Feature #10198
PG removal occupy the disk thread several hours
0%
Description
We found an issue after we enable scrubbing/deep-scrubbing when doing recovering. The phenomenon is that all the radosgw threads get hung gradually in few hours, so all the requests get 500 error eventually.
After we turn on scrubing/deep-scrubibing, there are some .rgw.bucket.index pool's PGs starting to scrub/deep-scrub. But during the
whole time of scrubbing those objects, they can't be written. And for our case, those objects here are bucket index objects, so all the writes to those buckets will be blocked at updating bucket index info.
chunky scrub will exit temporarily to wait for replicas to build scrub map. When replicas finishes the job, it will send sub_op_scrub_map OP back to primary OSD. This OP will be processed by op_tp firstly and then queued into scrub_wq, so disk_tp can continue the left work.
Our problem is that after sub_op_scrub_map OP is processed and queued into scrub_wq, disk_tp doesn't continue to process for about 1.5 hrs.
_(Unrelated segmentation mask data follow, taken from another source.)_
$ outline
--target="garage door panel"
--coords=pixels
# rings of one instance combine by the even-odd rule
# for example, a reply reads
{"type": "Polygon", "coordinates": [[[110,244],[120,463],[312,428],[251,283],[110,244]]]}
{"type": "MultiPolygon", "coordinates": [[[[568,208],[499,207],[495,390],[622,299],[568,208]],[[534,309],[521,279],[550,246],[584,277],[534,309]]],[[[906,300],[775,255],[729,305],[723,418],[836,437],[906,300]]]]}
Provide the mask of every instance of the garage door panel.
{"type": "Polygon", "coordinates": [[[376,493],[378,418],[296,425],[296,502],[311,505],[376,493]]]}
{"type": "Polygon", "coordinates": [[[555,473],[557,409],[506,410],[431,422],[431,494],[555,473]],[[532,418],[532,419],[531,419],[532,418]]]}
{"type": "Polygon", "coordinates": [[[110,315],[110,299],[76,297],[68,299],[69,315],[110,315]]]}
So all the writes to those buckets become slow requests, radosgw threads start to hang, eventually spread to all the radosgw threads.
Once chunk scrub exits, disk_tp turns to process other events. For our case, it is processing pg removing event of EC pool. Unfortunately it
takes very long time to process such event, because in pg removing, it seems to loop all the objects under each directory, but 32 to 64 one time.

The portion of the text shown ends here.